A seminar Thursday, Nov. 24, will look at charitable organizations and community well-being, with an emphasis on Indigenous communities. It is open to the campus community and will run 4 to 5:30 p.m. in room 104, Anthony P. Toldo Health Education Centre.
Hosted by the Department of Economics and presented by Rose Anne Devlin, a professor of economics at the University of Ottawa, “Charitable Activities and Community Well-Being (with an emphasis on Indigenous communities)” is based on an empirical paper that uses GPS technology to match the location of charities to the location of Indigenous communities.
While charitable activities touch a wide range of individuals, Dr.

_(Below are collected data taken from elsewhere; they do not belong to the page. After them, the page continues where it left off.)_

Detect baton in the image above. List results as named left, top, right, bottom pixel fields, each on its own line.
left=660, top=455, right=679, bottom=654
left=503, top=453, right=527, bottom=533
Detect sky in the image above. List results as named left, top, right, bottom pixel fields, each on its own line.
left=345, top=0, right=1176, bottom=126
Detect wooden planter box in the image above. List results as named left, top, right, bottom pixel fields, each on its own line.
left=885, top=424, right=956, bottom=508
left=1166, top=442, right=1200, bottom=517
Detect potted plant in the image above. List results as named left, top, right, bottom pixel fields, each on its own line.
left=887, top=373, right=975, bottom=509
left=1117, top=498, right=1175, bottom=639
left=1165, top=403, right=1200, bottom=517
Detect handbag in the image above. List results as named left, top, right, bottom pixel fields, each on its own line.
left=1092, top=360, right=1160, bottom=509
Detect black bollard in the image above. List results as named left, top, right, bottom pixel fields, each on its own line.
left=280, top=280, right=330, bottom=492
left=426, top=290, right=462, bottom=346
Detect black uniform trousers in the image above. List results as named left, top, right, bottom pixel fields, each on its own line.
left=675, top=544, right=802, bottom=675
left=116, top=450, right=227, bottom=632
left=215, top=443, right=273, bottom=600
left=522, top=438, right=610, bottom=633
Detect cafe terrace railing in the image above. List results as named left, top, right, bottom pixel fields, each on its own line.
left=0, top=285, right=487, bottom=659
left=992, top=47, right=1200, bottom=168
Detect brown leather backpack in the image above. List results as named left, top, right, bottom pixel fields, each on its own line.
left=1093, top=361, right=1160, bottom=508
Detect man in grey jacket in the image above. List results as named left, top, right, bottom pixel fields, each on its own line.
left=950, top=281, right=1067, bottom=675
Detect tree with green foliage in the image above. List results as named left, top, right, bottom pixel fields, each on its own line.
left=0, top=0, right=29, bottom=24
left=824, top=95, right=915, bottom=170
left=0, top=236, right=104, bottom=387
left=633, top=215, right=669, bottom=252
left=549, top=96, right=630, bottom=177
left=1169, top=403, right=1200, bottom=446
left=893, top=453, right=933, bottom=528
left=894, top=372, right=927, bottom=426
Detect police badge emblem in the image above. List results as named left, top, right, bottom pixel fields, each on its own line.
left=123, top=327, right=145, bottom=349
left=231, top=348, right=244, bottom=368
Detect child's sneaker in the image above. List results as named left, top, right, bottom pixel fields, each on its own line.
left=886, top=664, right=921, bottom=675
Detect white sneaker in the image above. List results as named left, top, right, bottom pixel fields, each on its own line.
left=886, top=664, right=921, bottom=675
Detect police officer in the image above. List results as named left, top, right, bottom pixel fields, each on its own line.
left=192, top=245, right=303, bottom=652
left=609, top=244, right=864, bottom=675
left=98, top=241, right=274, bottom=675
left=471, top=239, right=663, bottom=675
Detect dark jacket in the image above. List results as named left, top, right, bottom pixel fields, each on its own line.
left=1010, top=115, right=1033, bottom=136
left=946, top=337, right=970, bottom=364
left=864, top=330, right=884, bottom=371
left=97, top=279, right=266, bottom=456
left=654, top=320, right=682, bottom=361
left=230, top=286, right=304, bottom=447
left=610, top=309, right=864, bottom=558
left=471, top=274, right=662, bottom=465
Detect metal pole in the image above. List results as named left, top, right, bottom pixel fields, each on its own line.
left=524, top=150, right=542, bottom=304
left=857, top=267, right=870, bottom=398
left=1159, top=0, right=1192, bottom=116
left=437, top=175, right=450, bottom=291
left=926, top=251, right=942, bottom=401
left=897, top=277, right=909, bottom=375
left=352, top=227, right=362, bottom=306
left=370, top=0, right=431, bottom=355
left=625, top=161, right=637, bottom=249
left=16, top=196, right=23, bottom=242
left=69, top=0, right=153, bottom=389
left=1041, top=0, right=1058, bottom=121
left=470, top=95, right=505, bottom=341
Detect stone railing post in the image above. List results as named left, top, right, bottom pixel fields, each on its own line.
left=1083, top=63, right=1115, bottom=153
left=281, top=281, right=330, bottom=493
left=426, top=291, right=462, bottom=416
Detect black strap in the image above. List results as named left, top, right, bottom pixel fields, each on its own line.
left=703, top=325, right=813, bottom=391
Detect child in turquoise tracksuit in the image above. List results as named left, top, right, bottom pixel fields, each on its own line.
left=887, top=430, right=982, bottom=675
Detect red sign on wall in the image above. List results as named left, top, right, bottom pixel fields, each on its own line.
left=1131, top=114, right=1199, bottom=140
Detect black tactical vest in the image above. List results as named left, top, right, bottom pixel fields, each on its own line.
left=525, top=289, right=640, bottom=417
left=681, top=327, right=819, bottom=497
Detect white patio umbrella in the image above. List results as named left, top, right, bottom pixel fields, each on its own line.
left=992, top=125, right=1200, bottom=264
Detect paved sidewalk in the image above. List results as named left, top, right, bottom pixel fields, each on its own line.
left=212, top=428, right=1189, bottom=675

Devlin says, it is remarkably difficult to capture their impact on communities.
“At least three stumbling blocks are in the way: defining the community, measuring ‘benefits’, and tying charitable services to the community,” she says.
“We undertake this task by focusing on charitable services provided in a specific geographical-cultural space, namely that of First Nations’ reserves and Inuit communities.”
Devlin notes that the presence of charities increases the index of community well-being by about 5 to 7.5 percent, although she is quick to point out the inadequacies of this index: “It is an ambitious undertaking, not without pitfalls, that helps inch forward our understanding of the link between charitable services and community well-being.”